The Canadian and Mexican governments have reached an agreement to remove Mexico’s temporary ban on imports of Alberta breeding cattle.
The agreement resumes trade of all breeding cattle born after January 1999, lifting a ban imposed by the Mexican government in August upon Canada’s confirmation of its 14th case of bovine spongiform encephalopathy (BSE, or mad cow disease) in a six-year-old Alberta beef cow.
Canadian officials at the time didn’t expect Case 14 to affect exports of Canadian cattle or beef, though the cow was born well after Ottawa imposed its 1997 ban on the use of ruminant tissues in feed for ruminant livestock.
Officials with Agriculture and Agri-Food Canada and the Canadian Food Inspection Agency (CFIA) “immediately began working with Mexican officials to restore trade as quickly as possible,” CFIA said in a release Monday afternoon.
“Canadians produce some of the best breeding stock in the world and this government worked hard to open trade of Alberta breeding cattle,” Agriculture Minister Gerry Ritz said in the release.

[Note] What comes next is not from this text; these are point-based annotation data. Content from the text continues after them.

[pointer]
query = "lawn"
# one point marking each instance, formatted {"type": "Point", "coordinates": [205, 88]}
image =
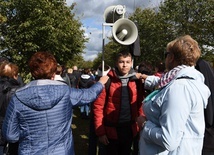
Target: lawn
{"type": "Point", "coordinates": [80, 128]}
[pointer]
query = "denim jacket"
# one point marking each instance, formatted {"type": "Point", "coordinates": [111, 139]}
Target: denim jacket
{"type": "Point", "coordinates": [175, 116]}
{"type": "Point", "coordinates": [39, 116]}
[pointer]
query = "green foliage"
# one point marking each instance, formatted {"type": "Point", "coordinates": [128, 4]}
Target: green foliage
{"type": "Point", "coordinates": [40, 25]}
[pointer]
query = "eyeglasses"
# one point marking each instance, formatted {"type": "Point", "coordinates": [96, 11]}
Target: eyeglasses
{"type": "Point", "coordinates": [166, 53]}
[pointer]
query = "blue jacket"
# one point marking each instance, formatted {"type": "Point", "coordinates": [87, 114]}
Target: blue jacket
{"type": "Point", "coordinates": [175, 116]}
{"type": "Point", "coordinates": [39, 116]}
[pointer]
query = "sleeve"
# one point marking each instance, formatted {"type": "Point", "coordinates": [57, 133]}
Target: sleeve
{"type": "Point", "coordinates": [98, 110]}
{"type": "Point", "coordinates": [85, 96]}
{"type": "Point", "coordinates": [151, 82]}
{"type": "Point", "coordinates": [175, 110]}
{"type": "Point", "coordinates": [10, 125]}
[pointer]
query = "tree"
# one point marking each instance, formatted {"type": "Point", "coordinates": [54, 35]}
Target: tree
{"type": "Point", "coordinates": [193, 17]}
{"type": "Point", "coordinates": [40, 25]}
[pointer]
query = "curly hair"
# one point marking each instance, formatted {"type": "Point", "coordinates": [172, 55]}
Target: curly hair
{"type": "Point", "coordinates": [9, 70]}
{"type": "Point", "coordinates": [42, 65]}
{"type": "Point", "coordinates": [185, 50]}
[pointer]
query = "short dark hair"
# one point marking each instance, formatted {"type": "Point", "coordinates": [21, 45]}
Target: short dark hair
{"type": "Point", "coordinates": [124, 53]}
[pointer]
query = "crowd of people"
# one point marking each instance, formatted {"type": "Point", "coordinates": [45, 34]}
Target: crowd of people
{"type": "Point", "coordinates": [166, 109]}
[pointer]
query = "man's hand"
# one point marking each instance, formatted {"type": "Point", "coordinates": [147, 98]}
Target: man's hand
{"type": "Point", "coordinates": [104, 140]}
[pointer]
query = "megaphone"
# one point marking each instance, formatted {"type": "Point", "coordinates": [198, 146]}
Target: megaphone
{"type": "Point", "coordinates": [113, 13]}
{"type": "Point", "coordinates": [124, 31]}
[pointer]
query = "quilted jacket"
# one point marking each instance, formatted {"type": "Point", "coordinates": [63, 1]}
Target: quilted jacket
{"type": "Point", "coordinates": [39, 116]}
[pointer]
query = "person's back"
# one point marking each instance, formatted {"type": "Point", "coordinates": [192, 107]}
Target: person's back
{"type": "Point", "coordinates": [8, 85]}
{"type": "Point", "coordinates": [205, 68]}
{"type": "Point", "coordinates": [39, 115]}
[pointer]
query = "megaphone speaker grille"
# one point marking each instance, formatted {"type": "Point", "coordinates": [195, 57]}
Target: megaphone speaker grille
{"type": "Point", "coordinates": [124, 31]}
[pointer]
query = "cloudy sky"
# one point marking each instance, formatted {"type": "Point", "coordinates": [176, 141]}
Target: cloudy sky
{"type": "Point", "coordinates": [91, 13]}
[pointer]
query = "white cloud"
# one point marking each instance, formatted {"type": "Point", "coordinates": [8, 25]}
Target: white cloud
{"type": "Point", "coordinates": [91, 13]}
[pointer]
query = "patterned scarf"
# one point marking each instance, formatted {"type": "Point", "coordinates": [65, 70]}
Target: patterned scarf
{"type": "Point", "coordinates": [169, 76]}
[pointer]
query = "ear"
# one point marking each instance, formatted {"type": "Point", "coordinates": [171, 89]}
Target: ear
{"type": "Point", "coordinates": [52, 78]}
{"type": "Point", "coordinates": [171, 58]}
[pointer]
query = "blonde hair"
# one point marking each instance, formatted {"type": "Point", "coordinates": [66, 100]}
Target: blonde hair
{"type": "Point", "coordinates": [185, 50]}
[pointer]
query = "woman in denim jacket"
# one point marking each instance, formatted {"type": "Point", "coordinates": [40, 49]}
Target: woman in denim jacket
{"type": "Point", "coordinates": [175, 112]}
{"type": "Point", "coordinates": [39, 115]}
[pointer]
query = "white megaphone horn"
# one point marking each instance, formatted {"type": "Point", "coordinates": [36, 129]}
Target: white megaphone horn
{"type": "Point", "coordinates": [113, 13]}
{"type": "Point", "coordinates": [124, 31]}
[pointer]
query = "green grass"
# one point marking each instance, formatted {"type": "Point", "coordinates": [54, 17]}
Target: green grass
{"type": "Point", "coordinates": [80, 129]}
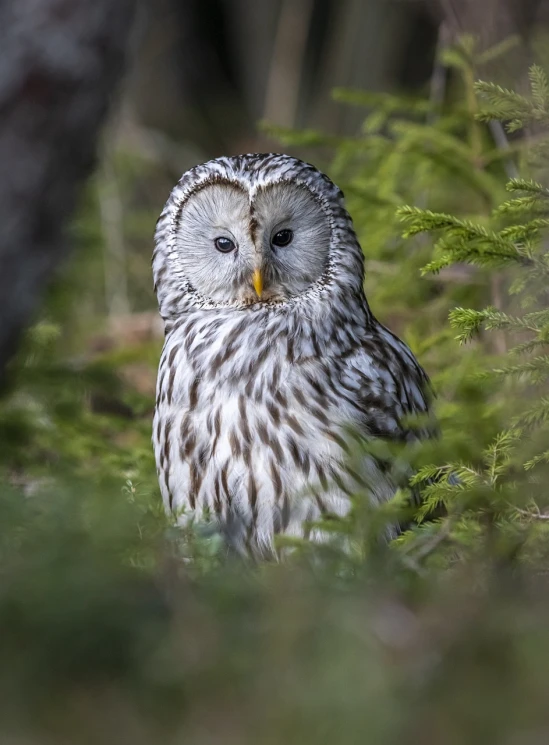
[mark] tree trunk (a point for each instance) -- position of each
(61, 61)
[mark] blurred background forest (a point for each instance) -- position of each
(115, 626)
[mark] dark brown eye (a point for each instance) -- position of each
(225, 245)
(282, 238)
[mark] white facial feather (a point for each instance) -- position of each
(290, 206)
(251, 220)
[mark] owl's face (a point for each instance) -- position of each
(241, 245)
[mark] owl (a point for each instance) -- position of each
(273, 361)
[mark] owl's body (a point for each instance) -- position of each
(261, 393)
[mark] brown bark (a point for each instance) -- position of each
(60, 63)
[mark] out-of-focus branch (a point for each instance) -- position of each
(60, 63)
(283, 87)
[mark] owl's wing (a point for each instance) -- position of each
(388, 387)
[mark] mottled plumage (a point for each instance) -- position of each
(256, 396)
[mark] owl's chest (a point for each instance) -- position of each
(246, 439)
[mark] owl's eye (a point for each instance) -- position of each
(282, 238)
(225, 245)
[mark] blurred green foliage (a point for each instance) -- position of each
(117, 627)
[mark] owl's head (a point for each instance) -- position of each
(253, 230)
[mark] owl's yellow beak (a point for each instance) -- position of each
(257, 280)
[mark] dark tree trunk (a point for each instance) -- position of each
(60, 61)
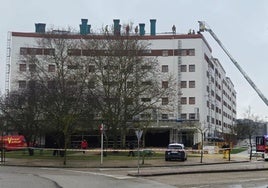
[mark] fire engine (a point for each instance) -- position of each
(13, 142)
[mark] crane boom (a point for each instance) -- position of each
(204, 27)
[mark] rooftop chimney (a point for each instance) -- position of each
(40, 27)
(84, 28)
(153, 23)
(117, 27)
(142, 29)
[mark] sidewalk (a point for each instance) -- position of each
(210, 163)
(131, 163)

Officials with the Canadian Cattlemen’s Association had said in August that given Canada’s current BSE status, Mexico’s move was not justified under international animal health or trade regulations, nor under the North American Free Trade Agreement.
The World Organization for Animal Health (OIE) classifies Canada as a “controlled risk” country for BSE due to its regulations on the removal of specified risk materials (SRMs, the tissues known to harbour the proteins that cause BSE) from beef at slaughter, and to Canada’s testing regime.